Nov 16, 2005 08:13
I've been doing all I can to NOT think about what's happening right now. I went to my iWPS committee meeting on Monday night, even hung out a little afterwards to ensure that once I got home, I would be exhausted and immediately fall asleep. I threw myself into work yesterday, got so much ish done I almost have nothing to do today. I was going to try and hit the open mic last night, but I forgot all about having to be subsitute care-giver for my friend's mom who has Parkinson's and can't be alone for long. Anyway, in my very conscious attempt to NOT think about things, God/the Universe/fate/whatever had other plans for me (as usual) because as I'm driving to work this morning I realize that my daughter left the radio on. So I start channel flipping and hear this:
"Take your records, take your freedom
Take your memories I doan need 'em
Take your space and take your reasons
But you'll think of me
And take your cat and leave my sweater
'Cause we have nothing left to weather
In fact I'll feel a whole lot BETTER
But you'll think of me, you'll think of me
Someday I'm gonna run across your mind
Don't worry, I'll be fine
I'm gonna be alright
While you're sleeping with your pride
Wishing I could hold you tight
I'll be over you
And on with my life"
My brain gathers these words for processing while my heart relates to them and I find myself looking for tissue....AGAIN, dayum.
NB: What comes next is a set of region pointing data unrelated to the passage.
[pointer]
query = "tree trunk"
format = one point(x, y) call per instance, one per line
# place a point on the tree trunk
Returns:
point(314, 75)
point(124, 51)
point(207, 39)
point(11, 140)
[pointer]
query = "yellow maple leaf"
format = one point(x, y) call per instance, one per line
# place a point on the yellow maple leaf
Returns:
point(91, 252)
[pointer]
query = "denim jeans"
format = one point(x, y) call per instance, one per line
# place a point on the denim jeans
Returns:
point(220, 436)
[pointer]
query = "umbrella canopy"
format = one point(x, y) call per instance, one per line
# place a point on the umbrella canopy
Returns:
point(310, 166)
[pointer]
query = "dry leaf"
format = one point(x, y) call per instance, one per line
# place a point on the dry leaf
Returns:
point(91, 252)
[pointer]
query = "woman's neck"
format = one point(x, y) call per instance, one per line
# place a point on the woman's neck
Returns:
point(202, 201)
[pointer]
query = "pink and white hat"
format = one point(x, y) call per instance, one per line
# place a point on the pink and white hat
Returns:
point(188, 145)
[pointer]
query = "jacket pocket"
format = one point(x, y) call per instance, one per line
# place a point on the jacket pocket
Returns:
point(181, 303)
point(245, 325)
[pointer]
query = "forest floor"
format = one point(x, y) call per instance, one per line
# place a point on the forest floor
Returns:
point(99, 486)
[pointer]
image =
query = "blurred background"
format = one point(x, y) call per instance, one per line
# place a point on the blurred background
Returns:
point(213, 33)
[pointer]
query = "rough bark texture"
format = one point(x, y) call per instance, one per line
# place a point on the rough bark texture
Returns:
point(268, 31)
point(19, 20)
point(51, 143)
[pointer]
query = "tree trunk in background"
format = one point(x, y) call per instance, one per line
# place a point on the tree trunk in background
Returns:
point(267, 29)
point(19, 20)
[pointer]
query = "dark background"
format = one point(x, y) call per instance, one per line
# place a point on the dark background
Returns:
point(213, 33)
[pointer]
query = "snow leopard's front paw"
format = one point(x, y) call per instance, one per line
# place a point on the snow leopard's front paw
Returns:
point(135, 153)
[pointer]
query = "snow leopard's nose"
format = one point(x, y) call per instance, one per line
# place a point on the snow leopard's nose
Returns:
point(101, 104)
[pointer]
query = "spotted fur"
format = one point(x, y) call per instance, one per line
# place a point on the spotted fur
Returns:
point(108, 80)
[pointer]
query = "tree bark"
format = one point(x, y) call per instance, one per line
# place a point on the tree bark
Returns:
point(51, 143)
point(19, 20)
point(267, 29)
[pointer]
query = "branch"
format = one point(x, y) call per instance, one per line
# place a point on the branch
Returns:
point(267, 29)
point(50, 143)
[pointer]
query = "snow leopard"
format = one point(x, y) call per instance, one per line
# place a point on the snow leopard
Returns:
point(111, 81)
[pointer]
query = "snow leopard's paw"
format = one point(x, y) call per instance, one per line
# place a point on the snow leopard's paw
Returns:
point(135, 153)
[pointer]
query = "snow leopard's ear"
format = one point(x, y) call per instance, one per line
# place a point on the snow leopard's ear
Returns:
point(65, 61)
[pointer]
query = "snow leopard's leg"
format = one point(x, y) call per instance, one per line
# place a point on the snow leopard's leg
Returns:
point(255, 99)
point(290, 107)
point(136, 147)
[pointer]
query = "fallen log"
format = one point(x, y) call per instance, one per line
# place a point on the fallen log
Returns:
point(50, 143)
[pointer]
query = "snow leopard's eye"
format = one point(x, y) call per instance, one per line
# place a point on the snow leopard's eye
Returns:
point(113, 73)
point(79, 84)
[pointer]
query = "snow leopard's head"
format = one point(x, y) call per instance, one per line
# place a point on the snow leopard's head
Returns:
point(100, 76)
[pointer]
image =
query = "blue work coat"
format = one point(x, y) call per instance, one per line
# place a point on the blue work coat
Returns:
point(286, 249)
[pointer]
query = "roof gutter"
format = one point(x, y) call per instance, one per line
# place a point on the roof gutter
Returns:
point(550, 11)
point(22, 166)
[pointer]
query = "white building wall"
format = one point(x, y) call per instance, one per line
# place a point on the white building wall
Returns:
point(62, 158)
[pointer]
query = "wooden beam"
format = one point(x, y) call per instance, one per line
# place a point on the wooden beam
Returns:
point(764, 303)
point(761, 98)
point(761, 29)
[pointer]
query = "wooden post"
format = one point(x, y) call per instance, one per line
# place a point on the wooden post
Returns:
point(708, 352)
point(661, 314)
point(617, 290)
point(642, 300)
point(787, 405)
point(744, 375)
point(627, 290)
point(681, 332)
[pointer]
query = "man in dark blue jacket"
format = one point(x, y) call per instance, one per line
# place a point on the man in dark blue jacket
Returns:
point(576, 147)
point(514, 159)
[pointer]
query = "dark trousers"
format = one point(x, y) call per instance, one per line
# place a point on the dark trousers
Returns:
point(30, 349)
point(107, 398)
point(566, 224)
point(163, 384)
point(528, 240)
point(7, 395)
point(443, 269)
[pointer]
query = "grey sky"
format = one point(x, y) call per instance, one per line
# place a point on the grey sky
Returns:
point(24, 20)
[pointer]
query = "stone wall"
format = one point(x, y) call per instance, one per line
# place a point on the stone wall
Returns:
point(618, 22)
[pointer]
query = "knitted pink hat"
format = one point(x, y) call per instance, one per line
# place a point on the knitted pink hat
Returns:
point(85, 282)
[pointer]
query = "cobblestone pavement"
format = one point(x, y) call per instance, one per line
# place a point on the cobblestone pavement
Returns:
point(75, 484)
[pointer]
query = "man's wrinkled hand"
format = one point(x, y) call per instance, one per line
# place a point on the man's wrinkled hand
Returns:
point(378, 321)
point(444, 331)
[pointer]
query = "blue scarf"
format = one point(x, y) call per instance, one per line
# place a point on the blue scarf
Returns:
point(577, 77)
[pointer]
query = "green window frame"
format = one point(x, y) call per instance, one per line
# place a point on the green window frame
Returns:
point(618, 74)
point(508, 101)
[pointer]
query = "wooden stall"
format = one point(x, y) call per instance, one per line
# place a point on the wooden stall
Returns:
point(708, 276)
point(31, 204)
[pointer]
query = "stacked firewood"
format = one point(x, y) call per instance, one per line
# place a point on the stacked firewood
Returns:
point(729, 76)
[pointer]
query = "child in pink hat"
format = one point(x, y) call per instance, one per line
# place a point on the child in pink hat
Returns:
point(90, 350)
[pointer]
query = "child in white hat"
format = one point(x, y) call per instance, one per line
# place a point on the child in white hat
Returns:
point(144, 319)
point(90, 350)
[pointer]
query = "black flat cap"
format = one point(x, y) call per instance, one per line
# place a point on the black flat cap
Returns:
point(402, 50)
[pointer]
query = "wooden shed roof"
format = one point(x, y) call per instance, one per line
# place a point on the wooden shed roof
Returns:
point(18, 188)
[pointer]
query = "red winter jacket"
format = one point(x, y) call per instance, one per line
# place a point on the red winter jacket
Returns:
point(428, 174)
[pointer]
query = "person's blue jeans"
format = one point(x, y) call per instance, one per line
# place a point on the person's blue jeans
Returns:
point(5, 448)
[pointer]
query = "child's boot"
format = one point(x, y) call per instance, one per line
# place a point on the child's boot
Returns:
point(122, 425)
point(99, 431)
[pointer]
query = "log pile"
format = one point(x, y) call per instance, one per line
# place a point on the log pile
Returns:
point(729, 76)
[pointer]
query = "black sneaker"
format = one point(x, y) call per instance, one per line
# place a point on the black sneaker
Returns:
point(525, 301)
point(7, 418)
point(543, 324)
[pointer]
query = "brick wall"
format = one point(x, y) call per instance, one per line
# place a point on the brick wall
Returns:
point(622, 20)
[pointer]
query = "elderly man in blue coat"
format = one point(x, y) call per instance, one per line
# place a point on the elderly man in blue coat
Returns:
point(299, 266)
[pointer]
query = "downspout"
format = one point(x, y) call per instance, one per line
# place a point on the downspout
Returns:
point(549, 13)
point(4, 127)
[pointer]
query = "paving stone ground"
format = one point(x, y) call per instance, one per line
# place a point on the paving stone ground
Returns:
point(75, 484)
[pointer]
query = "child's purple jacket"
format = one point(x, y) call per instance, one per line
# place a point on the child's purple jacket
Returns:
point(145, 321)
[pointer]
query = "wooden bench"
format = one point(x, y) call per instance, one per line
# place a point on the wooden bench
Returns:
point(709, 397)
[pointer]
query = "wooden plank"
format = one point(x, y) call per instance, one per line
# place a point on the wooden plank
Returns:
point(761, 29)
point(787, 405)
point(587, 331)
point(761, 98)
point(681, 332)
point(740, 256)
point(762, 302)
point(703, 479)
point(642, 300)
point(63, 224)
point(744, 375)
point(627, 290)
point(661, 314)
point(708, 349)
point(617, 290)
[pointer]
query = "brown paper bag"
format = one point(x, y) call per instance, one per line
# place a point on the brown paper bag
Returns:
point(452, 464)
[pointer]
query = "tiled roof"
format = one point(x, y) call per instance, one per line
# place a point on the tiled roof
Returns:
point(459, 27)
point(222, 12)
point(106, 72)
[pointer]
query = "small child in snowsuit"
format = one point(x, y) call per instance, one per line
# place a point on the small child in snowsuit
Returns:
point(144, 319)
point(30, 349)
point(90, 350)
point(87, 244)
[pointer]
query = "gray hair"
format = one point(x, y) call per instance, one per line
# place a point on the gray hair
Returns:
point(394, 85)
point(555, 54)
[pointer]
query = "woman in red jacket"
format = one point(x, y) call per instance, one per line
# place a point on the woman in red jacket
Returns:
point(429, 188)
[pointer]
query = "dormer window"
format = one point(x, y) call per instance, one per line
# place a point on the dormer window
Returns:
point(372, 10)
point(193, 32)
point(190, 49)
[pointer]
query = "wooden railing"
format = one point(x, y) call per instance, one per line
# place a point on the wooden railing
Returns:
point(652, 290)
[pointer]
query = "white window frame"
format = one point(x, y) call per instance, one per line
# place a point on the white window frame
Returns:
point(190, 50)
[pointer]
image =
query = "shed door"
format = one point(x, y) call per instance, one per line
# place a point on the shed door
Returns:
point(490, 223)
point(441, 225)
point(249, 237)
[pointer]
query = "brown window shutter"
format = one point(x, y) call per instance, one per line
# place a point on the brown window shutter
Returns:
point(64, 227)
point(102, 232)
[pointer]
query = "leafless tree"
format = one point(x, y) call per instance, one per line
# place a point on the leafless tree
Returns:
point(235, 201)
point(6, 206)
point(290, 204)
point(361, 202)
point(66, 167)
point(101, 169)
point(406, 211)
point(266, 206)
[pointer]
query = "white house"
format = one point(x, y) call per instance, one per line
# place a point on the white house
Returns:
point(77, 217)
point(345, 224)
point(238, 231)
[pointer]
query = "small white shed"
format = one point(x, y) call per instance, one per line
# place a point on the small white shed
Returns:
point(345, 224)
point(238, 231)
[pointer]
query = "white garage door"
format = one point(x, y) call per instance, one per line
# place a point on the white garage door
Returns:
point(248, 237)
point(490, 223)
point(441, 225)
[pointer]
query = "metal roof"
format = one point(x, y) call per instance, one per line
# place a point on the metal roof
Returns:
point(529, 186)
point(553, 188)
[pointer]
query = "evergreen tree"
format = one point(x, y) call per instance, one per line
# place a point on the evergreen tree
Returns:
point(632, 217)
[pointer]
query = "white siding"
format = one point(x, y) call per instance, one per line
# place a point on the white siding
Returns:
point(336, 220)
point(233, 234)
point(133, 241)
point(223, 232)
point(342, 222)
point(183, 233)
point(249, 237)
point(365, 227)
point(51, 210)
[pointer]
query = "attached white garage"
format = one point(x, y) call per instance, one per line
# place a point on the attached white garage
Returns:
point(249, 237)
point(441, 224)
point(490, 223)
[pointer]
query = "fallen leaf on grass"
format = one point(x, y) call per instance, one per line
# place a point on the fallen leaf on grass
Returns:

I listen for the artist and song title and find out it's the dude that won the Entertainer of the Year award at the Country Music Awards. It didn't even sound like a country song....although the line "take your cat and leave my sweater" should have been some indication. I guess the moral of this story is, there are some forces stronger than me and if I am "supposed" to be thinking about and dealing with this situation, those forces are going to make sure I do it....no matter how I fight it. Maybe I wouldn't be so intent on fighting it if I could get some deep down, nitty gritty, honest answers from HIM....but I know I won't. So even in thinking about it and trying to deal with it, I'll be thinking about and dealing with the same old stuff....I'll be no more enlightened and the truth will still be out there, so what's the point?
The poem I started last week has been swimming around in my head. I want to finish it but I kept feeling a block. Finally, I sent it to a friend yesterday for some "professional" advice on it. I got some really good pointers and suggestions, things that could make a good piece extra good...only if I were to take his advice, I'd have to open up and REALLY put the passion in the piece....and I'm afraid to do that. He said that the poem is really good, but he could feel that I was holding back. I started thinking, maybe that is why I felt blocked....like I couldn't finish it...maybe *I* was blocking it by not allowing myself to fully open up and just let it all out on the page. So I started to revise it yesterday...and it was too painful (translation: I could no longer see the paper through the tears)....so I stopped. I did get some good revisions in though and my friend said he'll even help me turn it into something I can do at an open mic....when I'm ready.
I've decided to do some volunteer stuff. I need to be helping someone, doing something in the community...something. I can help others, feel good about myself again, and keep my mind off HIM. Sounds like a win/win situation.
I just wish I could see the purpose for good people going through so much pain.